The World Vision led project is providing some of the worst hit families in Ormoc and Tacloban with the opportunity to earn a daily income in return for their labour.

"We select families whose homes were partially or totally damaged during Haiyan. Many have lost their means of earning an income and have relied on help from organisations and family members to get by," says Thokozani Hove, a World Vision food assistance specialist in Leyte.

At one of World Vision's work sites in Villaba a team of 12 cleared debris from an elementary school, along with repairing and repainting school desks and chairs yesterday.

Alfredo Apariso, a 31-year-old fisherman and a father of two, saw both his home and boat destroyed during the typhoon.
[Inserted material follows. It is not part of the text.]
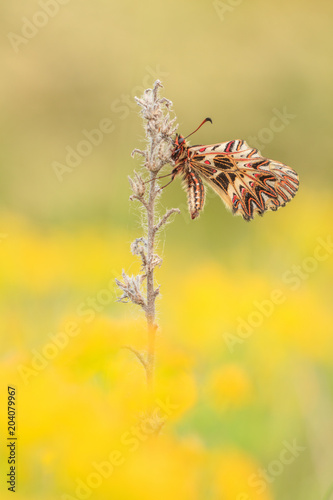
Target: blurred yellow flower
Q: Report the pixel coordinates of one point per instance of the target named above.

Unable to return to the sea, he resorted to driving a tricycle for 150 pesos per day after Haiyan.

"I was very happy when I was selected. Even though it's a little bit of money, it's a big help for us," Apariso says. "I'll use the money to buy food and milk for my children."

World Vision pays workers 260 pesos for 4 hours of labour per day – in line with the minimum daily wage on Leyte.

Genlyn Ochea, a 37-year-old mother of one, saw her roof smash by a falling coconut tree during the typhoon. She remembers cold and wet nights after the storm, sleeping in the open air, and has since stretched a tarpaulin across the hole – to provide temporary shelter from the weather. She too is benefiting from the project and as she painted school chairs a shade of green yesterday, she dreamed of how she’d use the money she would earn. 

"With the money I get from working, I'm going to buy new steel sheets and nails for my roof," Ochea says.

In total, World Vision's cash for work project aims to restore community infrastructure in 12 municipalities and provide short term work for 12,000 people. The project works in close cooperation with local government units and community representatives to identify work sites and beneficiaries.

"We are not just rebuilding communities and infrastructure, we're restoring the dignity of families who lost so much during the typhoon," says Minnie Portales, World Vision’s public engagement director in the Philippines.

World Visions cash for work project for Haiyan survivors is expected to continue until November.